An ounce of the yellow stuff on the spot exchange markets will set you back $1,292 this morning, down 1.5 per cent from yesterday's close. That is the lowest price for gold since the UK shocked financial markets by voting to leave the European Union.
The stumble comes as the pound sets a new 31-year low against the dollar after sliding into the $1.27 range following comments from Theresa May that she will trigger Article 50 by the end of March. The extra lurch downwards follows reports that she will not seek even a transitional arrangement where the UK remains in the Single Market or the European Economic Area.
Gold is still up by $240 an ounce since the beginning of the year, after surging higher throughout the first six months of the year amid various bouts of uncertainty.

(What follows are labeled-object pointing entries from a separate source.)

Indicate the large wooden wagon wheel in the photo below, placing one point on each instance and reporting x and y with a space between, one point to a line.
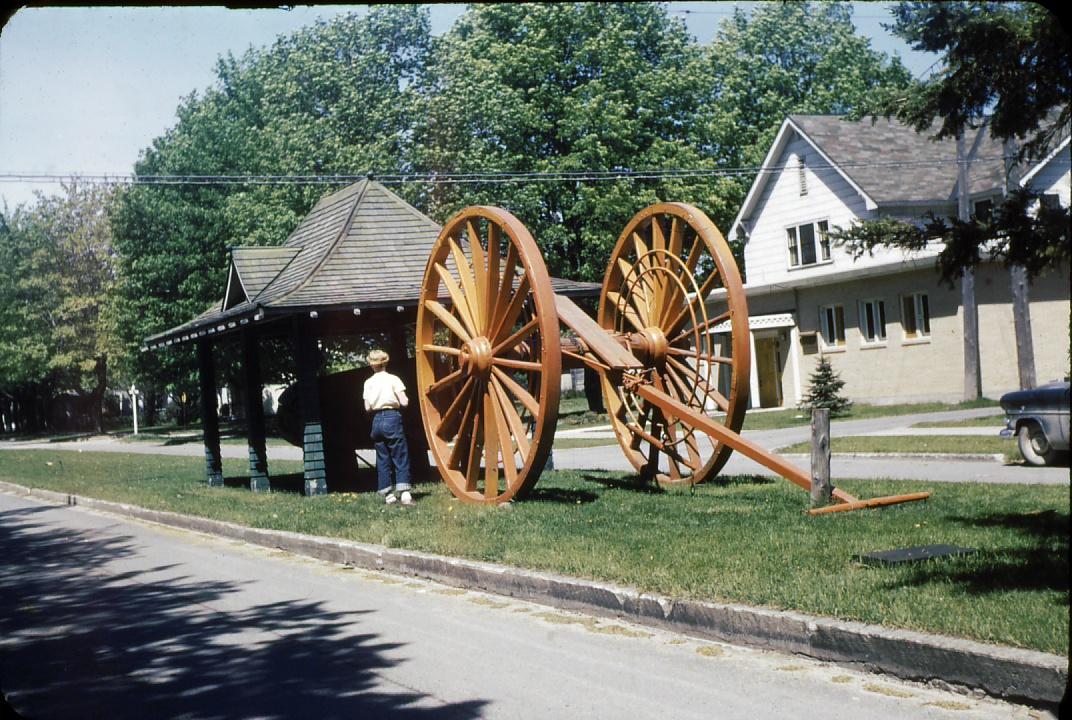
666 264
488 356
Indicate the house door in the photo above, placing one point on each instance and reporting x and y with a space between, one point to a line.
769 370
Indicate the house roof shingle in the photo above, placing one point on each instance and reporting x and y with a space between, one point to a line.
894 164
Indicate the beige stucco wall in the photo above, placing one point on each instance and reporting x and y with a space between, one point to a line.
904 370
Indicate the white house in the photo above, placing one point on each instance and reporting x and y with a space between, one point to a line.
884 321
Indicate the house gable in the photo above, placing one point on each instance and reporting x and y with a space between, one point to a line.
803 190
1051 175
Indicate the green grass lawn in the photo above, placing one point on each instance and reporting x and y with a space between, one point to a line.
793 418
925 444
996 421
746 541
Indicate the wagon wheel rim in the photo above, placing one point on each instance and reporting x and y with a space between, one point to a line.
667 264
488 357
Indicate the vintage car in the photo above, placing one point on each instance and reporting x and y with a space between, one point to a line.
1039 418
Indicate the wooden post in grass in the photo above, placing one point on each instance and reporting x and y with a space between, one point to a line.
254 414
820 456
210 418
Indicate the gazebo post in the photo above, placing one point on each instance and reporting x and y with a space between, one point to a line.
210 417
309 400
254 413
398 349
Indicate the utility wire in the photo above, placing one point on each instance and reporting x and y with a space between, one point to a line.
453 178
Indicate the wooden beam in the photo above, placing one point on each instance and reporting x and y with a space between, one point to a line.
309 401
210 417
254 413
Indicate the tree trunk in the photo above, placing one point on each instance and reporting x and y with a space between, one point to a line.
97 396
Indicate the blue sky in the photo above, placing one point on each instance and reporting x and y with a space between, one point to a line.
83 90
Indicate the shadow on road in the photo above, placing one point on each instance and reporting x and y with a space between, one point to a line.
82 640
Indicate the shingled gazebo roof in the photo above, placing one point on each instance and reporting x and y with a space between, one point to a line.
359 248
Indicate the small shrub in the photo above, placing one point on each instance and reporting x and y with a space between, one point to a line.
825 390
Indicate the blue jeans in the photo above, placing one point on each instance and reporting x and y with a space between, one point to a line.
392 454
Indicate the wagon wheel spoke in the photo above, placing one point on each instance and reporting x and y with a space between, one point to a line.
446 349
452 419
491 448
702 327
630 311
511 342
512 418
505 438
531 404
505 321
446 381
494 237
458 300
670 258
479 274
720 401
473 466
676 320
448 319
525 365
465 274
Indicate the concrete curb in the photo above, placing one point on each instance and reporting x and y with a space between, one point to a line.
1026 676
966 456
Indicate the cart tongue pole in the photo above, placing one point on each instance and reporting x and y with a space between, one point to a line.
794 475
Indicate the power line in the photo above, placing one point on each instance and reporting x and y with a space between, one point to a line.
448 178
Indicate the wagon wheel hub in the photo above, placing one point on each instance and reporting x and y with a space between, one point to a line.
652 345
476 357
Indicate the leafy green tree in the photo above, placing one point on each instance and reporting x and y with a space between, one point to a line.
56 328
337 98
567 88
1009 60
1006 64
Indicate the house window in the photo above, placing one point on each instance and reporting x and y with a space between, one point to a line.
808 244
873 320
916 315
832 318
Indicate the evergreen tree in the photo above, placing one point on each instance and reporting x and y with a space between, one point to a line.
825 390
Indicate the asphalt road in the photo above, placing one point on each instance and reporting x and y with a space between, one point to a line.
104 617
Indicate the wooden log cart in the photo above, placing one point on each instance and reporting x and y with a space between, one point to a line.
490 353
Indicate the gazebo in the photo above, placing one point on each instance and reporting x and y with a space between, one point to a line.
353 266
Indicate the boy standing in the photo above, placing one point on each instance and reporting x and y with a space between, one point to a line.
384 395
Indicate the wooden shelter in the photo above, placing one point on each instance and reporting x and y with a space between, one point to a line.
353 266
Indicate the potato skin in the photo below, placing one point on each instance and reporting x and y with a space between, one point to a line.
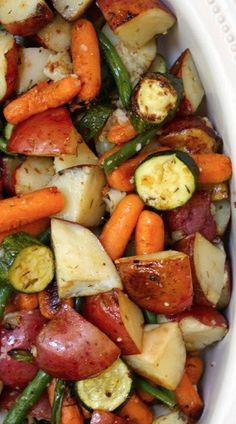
190 134
103 311
186 245
49 133
32 24
12 70
71 348
194 216
12 372
206 315
118 12
163 287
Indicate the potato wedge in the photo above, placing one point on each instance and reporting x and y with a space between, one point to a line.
221 211
56 35
191 134
58 66
8 64
83 268
71 9
79 341
24 18
112 198
208 268
30 71
163 355
136 60
201 327
195 215
185 69
118 317
49 133
34 173
137 22
82 187
160 282
84 156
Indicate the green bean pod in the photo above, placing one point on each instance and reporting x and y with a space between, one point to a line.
128 150
57 401
5 294
27 398
117 68
164 395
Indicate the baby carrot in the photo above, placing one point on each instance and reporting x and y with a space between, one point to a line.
34 228
118 229
120 133
188 398
26 301
135 409
20 210
194 368
214 167
149 233
43 96
86 58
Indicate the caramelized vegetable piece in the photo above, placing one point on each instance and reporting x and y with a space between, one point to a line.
136 409
122 223
188 398
43 96
159 282
49 133
86 58
137 22
118 317
81 360
24 18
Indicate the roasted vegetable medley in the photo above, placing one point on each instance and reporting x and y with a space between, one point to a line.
114 215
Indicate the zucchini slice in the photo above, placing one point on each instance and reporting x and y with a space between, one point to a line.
26 263
166 180
155 98
108 390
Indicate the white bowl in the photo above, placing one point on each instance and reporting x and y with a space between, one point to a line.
208 29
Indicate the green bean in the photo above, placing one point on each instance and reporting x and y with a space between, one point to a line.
5 294
92 121
27 398
21 355
57 402
128 150
117 68
164 395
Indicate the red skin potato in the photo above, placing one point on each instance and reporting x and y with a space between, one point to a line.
49 133
12 372
206 315
163 288
103 311
41 410
43 15
186 246
12 70
71 348
105 417
194 216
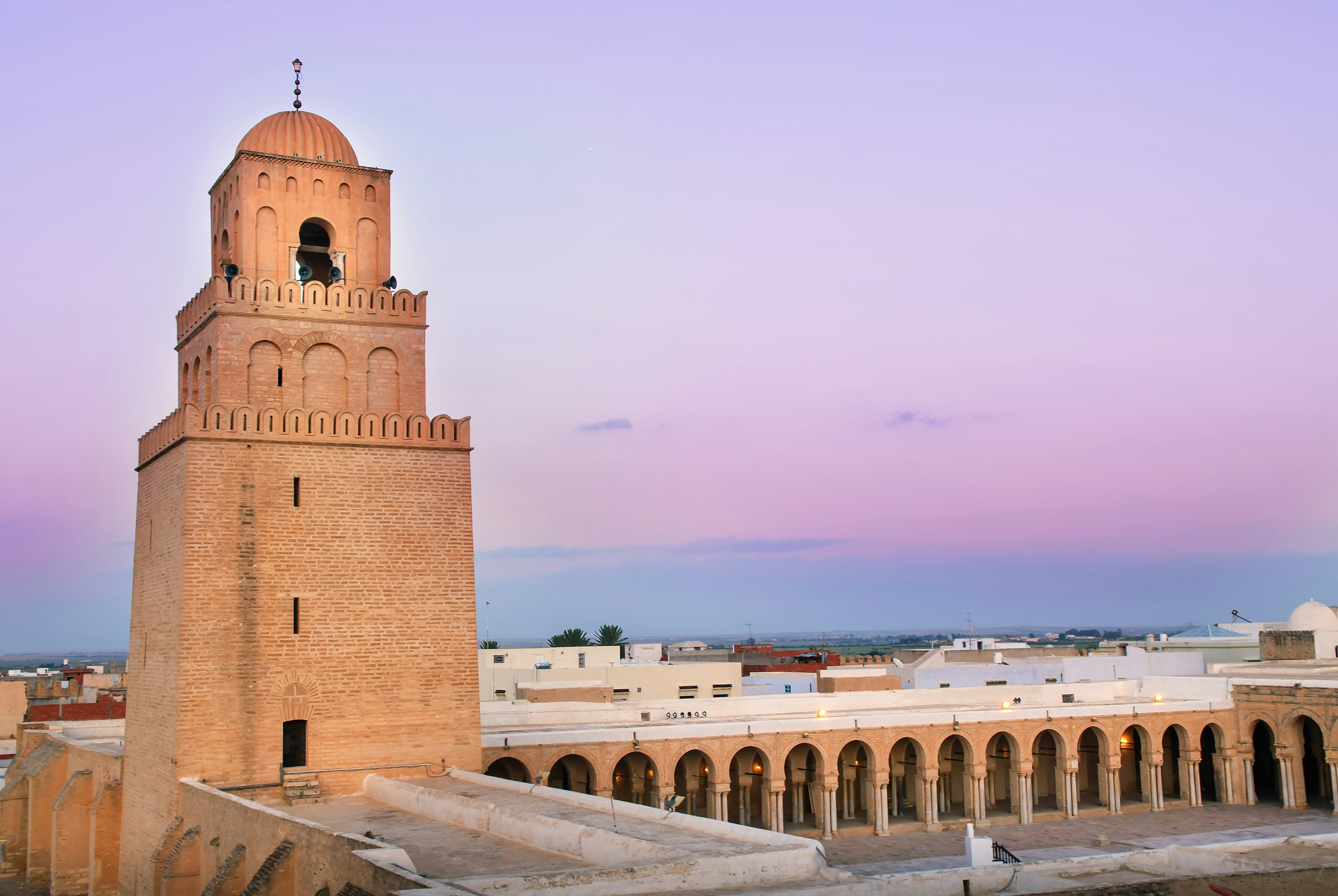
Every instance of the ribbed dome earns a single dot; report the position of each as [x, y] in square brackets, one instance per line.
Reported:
[301, 134]
[1313, 617]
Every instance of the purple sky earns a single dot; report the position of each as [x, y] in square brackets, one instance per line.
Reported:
[1025, 309]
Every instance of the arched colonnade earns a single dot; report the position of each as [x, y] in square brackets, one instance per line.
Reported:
[926, 776]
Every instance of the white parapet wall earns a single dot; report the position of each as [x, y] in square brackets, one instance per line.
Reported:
[624, 864]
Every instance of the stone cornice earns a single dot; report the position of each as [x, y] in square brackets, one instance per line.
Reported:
[303, 427]
[299, 161]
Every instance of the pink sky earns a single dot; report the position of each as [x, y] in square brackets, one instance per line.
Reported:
[926, 283]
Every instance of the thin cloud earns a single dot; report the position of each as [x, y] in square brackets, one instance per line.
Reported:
[696, 549]
[900, 419]
[540, 553]
[754, 545]
[605, 424]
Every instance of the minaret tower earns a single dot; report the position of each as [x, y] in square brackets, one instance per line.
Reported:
[304, 561]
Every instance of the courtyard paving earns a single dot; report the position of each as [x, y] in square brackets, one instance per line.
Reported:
[1060, 839]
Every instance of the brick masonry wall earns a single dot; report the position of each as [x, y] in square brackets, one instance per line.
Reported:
[380, 557]
[77, 712]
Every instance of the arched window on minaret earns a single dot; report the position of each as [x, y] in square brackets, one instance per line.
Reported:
[263, 375]
[209, 376]
[368, 252]
[267, 243]
[324, 382]
[383, 382]
[315, 251]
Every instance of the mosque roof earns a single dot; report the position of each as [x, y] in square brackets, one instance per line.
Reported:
[301, 134]
[1209, 632]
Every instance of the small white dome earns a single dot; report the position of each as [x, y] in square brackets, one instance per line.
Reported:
[1313, 617]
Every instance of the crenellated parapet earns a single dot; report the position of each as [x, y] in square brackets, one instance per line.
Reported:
[303, 426]
[348, 301]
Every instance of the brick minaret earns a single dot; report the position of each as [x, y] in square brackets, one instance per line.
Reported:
[304, 559]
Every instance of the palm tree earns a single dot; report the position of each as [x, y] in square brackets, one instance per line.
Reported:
[570, 638]
[613, 637]
[610, 637]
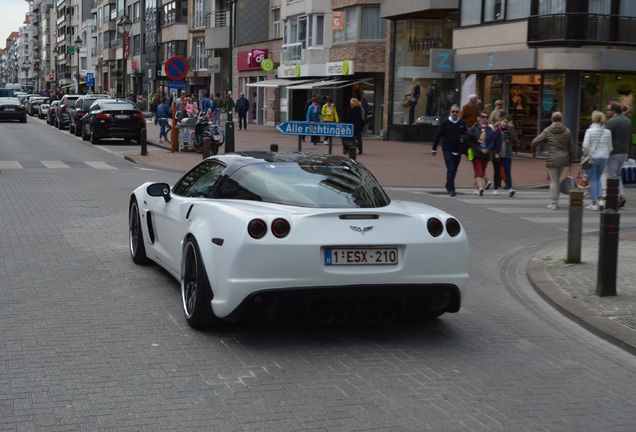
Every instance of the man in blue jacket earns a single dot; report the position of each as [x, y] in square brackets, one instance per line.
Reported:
[451, 132]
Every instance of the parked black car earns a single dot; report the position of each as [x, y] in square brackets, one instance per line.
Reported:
[11, 108]
[113, 118]
[50, 115]
[62, 113]
[33, 104]
[80, 108]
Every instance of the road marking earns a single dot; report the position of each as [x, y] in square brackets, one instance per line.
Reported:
[54, 164]
[99, 165]
[10, 165]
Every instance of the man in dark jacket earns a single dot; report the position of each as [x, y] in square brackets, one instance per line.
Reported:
[451, 132]
[621, 128]
[242, 108]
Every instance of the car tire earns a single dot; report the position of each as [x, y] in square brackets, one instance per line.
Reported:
[136, 234]
[94, 139]
[196, 293]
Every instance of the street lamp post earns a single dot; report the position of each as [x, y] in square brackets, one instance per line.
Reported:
[124, 26]
[229, 125]
[78, 46]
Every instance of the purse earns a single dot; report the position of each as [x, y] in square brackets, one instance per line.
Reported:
[567, 184]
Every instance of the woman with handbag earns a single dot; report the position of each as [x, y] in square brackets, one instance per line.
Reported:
[481, 139]
[597, 146]
[561, 150]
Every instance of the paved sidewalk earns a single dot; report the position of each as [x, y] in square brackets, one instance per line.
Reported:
[570, 288]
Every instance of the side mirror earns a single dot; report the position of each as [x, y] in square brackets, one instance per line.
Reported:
[159, 189]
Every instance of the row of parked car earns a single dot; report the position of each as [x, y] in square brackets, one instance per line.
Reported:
[94, 117]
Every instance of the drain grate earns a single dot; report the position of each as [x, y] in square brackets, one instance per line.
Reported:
[627, 320]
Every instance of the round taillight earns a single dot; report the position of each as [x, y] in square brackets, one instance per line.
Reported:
[453, 228]
[280, 228]
[435, 227]
[257, 228]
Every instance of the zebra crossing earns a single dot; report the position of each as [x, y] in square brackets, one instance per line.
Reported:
[530, 205]
[55, 164]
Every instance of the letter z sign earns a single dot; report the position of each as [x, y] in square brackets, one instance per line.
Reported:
[442, 60]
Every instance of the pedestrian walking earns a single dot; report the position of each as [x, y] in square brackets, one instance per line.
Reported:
[355, 117]
[505, 143]
[164, 114]
[242, 108]
[481, 140]
[313, 115]
[470, 111]
[561, 152]
[451, 133]
[598, 144]
[329, 113]
[621, 128]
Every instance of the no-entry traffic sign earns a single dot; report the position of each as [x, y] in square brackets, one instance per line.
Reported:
[176, 68]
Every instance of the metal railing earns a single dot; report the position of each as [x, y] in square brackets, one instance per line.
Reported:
[575, 29]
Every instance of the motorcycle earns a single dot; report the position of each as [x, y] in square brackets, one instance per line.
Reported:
[196, 128]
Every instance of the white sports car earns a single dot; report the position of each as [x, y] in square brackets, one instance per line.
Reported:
[297, 236]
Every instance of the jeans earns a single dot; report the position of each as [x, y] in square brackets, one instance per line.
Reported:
[163, 122]
[507, 164]
[452, 163]
[595, 172]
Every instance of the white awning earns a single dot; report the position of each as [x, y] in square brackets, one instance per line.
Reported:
[326, 84]
[279, 82]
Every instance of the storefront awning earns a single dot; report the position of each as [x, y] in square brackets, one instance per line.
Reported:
[273, 83]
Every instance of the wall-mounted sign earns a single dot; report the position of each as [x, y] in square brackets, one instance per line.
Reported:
[337, 21]
[344, 67]
[251, 60]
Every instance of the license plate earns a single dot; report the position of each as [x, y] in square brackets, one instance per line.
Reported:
[361, 256]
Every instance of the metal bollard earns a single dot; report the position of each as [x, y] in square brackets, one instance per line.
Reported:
[575, 226]
[143, 135]
[608, 253]
[207, 144]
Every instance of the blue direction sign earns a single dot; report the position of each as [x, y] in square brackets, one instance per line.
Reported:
[316, 129]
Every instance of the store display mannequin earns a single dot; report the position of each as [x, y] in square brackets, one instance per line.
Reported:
[415, 96]
[431, 100]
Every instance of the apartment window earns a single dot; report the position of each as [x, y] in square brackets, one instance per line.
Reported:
[361, 23]
[494, 10]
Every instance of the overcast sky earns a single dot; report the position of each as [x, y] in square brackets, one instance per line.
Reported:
[11, 18]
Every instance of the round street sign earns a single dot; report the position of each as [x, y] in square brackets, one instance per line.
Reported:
[176, 68]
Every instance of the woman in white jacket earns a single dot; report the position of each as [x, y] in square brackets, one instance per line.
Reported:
[597, 143]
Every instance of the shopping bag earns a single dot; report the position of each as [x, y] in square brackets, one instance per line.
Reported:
[567, 184]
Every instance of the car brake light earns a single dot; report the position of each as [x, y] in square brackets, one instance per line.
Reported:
[257, 228]
[435, 227]
[280, 228]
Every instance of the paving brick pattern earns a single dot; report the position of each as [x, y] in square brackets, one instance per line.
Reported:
[92, 342]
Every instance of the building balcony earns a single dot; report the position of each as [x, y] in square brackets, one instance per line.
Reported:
[578, 29]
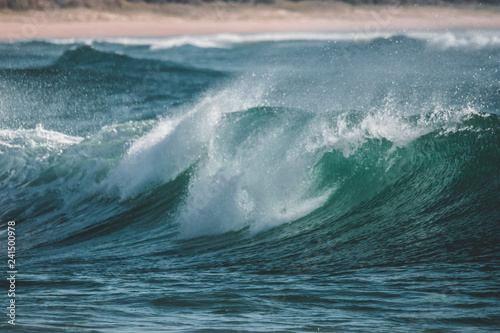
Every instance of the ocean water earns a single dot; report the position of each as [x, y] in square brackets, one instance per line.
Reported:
[330, 182]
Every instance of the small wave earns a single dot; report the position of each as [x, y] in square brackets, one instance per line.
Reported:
[437, 39]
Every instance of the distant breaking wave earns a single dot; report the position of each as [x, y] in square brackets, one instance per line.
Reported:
[450, 39]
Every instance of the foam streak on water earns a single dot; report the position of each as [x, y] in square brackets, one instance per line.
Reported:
[257, 182]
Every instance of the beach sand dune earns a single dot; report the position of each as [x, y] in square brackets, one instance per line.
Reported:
[136, 20]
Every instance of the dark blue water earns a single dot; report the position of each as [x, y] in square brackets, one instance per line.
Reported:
[253, 183]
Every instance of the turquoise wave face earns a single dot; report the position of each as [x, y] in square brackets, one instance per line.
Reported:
[316, 162]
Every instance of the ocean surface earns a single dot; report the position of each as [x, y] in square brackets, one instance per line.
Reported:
[331, 182]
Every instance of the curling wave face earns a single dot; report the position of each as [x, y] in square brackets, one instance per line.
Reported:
[273, 155]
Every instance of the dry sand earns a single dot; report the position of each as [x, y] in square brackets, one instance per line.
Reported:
[170, 20]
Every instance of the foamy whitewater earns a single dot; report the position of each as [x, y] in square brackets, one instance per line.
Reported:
[291, 182]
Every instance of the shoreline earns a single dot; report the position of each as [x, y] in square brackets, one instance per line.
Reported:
[216, 18]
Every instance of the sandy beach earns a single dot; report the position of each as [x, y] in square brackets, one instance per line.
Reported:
[136, 20]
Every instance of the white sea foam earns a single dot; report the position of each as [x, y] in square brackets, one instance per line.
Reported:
[437, 39]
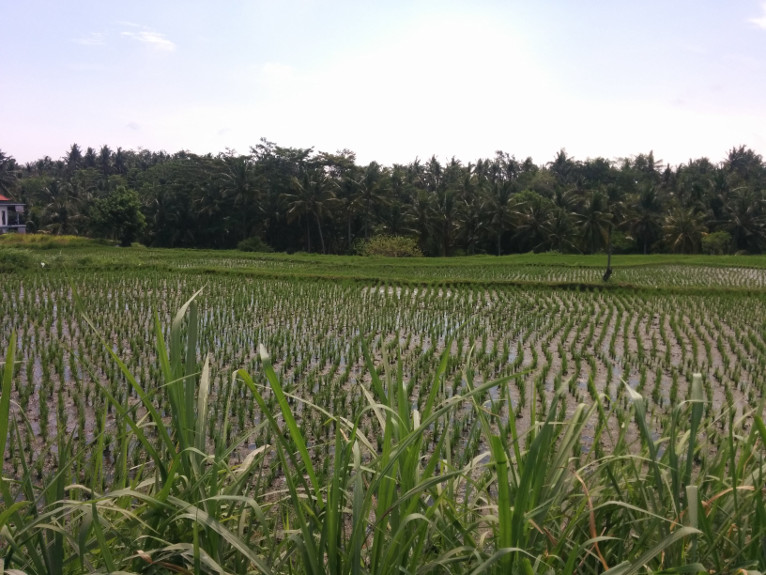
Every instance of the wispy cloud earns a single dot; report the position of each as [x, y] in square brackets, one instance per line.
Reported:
[93, 39]
[761, 20]
[152, 39]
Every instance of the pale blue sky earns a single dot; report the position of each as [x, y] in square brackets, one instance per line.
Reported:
[390, 80]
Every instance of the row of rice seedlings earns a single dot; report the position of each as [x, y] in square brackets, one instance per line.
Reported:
[591, 340]
[397, 497]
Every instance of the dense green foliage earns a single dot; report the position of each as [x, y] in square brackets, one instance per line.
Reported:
[300, 200]
[389, 246]
[464, 415]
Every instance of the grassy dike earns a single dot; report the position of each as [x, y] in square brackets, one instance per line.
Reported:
[438, 471]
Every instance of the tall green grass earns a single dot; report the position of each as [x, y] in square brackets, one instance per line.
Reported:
[608, 486]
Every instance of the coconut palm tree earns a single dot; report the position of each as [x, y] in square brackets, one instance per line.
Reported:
[683, 229]
[8, 173]
[312, 197]
[643, 219]
[594, 221]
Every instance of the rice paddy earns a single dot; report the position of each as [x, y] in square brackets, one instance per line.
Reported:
[512, 352]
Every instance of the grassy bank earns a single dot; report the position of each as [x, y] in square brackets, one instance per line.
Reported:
[281, 423]
[392, 495]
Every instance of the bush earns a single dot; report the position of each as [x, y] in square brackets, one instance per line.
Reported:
[15, 259]
[254, 244]
[717, 244]
[390, 246]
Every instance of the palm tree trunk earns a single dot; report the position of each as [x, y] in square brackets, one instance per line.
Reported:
[321, 237]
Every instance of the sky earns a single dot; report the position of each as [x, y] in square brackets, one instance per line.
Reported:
[390, 80]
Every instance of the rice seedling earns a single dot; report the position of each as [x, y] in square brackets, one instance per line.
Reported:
[461, 426]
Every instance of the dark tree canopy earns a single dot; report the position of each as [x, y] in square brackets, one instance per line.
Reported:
[295, 199]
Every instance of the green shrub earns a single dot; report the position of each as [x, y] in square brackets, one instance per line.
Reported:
[717, 244]
[15, 259]
[254, 244]
[390, 246]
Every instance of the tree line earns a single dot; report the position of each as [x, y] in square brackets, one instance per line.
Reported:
[298, 199]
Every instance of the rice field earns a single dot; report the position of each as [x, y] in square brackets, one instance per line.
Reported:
[511, 351]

Today's slip in the headline dollar price of gold corresponds with a mini-rally in the greenback. The US currency also jumped against the euro, which could have been knocked by May's comments, and it even climbed against the Japanese yen, typically seen as a safe haven currency.
Fawad Razaqzada, market analyst at Forex.com said the precious metal could slide further in the coming weeks.
"Gold does appear to be on a shaky footing, at least from a technical point of view anyway. The metal has now spent the best part of three months beneath its bearish trend line," he said.
The weak pound also sent the benchmark FTSE 100 index above 7,000 points for the first time since June 2015 and the FTSE 250 to a new all-time record high of 18,409.